The surviving Native Americans were confined to oppressive reservations at the end of a long process of genocide. Conditions weren’t much better for the white working class. Many factory workers toiled 12-hour days and six-day weeks in very dangerous conditions, and union organizers were targeted for reprisals and sometimes death.
For small businessmen, life was treacherous, too, with the big monopolistic trusts overcharging for key services and with periodic panics on Wall Street rippling out across the country in bank failures, bankruptcies and foreclosures.

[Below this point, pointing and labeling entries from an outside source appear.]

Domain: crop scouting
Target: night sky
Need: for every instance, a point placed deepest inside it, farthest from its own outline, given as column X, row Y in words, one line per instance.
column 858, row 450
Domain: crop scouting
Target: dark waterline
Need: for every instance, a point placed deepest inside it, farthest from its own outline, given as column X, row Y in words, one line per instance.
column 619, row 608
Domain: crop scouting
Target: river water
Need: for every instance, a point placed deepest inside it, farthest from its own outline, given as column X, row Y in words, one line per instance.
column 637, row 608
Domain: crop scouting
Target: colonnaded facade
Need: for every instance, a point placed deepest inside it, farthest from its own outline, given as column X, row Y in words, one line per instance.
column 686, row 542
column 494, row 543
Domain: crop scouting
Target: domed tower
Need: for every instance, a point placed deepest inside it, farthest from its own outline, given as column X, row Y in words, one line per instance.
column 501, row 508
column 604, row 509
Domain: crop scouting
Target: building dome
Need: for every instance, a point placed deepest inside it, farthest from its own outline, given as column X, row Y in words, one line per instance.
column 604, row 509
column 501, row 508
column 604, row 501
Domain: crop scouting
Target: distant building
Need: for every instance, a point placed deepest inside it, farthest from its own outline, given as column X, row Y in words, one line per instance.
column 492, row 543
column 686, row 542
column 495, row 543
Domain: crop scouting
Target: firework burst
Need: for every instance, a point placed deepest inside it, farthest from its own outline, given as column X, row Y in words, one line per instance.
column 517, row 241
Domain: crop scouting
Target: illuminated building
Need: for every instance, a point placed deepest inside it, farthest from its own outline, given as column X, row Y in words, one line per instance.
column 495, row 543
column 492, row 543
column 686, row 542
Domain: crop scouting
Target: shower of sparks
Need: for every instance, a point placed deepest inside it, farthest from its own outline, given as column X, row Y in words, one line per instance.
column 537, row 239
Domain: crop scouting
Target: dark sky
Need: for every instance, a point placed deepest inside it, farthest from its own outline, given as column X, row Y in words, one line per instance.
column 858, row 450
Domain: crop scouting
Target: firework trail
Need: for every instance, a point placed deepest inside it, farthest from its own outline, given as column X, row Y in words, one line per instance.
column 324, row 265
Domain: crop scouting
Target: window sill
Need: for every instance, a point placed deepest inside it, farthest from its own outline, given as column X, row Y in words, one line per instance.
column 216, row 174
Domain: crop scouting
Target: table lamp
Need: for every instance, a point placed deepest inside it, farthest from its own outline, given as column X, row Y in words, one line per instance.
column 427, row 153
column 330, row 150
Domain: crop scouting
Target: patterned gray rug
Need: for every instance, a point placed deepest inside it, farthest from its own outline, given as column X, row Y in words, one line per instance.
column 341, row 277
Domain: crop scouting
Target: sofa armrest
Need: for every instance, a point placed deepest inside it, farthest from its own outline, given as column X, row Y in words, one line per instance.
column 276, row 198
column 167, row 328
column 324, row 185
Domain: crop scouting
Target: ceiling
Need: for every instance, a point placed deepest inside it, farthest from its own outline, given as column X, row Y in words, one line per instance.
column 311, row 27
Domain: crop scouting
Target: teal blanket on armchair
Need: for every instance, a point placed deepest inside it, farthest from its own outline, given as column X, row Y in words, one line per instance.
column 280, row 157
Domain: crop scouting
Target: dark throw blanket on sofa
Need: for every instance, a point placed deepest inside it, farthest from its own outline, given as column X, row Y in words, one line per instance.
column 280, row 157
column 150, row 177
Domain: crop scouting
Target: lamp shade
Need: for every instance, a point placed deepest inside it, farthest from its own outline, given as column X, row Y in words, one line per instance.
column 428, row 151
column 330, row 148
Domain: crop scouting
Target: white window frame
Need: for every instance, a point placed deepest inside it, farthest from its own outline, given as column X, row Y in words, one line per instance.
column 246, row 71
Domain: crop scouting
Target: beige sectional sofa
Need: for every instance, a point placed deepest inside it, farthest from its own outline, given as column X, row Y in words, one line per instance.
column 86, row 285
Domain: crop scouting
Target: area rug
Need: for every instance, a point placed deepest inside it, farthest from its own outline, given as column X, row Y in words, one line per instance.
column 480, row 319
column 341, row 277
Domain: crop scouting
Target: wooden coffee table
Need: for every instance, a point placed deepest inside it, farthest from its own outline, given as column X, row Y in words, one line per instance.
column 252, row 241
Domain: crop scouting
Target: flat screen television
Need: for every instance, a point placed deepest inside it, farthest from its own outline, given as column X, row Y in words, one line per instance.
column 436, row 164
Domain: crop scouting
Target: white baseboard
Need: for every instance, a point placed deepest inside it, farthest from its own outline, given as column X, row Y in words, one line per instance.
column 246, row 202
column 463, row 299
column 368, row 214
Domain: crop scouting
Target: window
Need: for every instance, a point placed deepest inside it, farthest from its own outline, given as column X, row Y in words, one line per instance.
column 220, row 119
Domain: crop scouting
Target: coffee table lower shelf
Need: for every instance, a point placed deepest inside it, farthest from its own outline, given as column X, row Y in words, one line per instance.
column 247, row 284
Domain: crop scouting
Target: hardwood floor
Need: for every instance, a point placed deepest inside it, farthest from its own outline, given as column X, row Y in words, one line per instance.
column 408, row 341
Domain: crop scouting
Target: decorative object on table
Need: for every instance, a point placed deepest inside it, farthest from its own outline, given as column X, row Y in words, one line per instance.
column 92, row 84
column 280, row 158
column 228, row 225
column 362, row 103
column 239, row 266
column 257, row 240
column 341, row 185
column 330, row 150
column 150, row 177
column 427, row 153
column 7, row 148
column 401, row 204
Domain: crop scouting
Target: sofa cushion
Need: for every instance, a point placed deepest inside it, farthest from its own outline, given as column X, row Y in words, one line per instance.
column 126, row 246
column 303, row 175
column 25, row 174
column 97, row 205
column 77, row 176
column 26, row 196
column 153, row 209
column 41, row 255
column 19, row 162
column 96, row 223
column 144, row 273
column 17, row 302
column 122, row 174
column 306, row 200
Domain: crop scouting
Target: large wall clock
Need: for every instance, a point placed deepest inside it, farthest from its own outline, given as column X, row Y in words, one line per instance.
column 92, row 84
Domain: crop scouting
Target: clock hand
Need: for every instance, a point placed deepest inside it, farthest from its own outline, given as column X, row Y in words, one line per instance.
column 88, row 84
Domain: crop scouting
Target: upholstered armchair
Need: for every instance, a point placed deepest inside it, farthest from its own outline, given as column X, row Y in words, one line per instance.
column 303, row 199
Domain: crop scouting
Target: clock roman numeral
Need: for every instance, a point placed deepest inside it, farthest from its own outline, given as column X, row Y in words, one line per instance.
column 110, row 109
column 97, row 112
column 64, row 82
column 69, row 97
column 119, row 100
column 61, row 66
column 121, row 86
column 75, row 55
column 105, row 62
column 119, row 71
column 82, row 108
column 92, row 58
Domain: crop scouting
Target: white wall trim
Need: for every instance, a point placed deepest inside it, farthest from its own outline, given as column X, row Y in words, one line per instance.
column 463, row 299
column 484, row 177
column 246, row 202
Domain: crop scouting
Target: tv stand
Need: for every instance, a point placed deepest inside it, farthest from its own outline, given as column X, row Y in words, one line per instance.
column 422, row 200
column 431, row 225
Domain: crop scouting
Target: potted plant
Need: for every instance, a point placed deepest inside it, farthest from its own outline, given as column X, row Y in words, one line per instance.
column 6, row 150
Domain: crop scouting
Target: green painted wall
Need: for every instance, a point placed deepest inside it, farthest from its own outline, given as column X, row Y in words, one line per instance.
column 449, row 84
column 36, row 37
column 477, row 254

Meanwhile, obscenely rich Robber Barons, like John D. Rockefeller, Andrew Carnegie and J.P. Morgan, personally controlled much of the nation’s economy and manipulated the political process through bribery. They were the ones who owned the real “liberty.”
It took the Great Depression and its mass suffering to finally convince most Americans “that sacrificing some liberty was necessary,” in Paul’s curious phrasing, for them to gain a living wage, a measure of security and a little respect.
So, under President Franklin Roosevelt, laws were changed to shield working Americans from the worst predations of the super-rich. Labor standards were enacted; unions were protected; regulations were imposed on Wall Street; and the nation’s banks were made more secure to protect the savings of depositors.
Many social injustices also were addressed during Ron Paul’s dreaded last century. Women got the vote and their position in the country gradually improved, as it did for blacks and other minorities with the belated enforcement of the equal rights provisions of the 14th Amendment and passage of civil rights legislation.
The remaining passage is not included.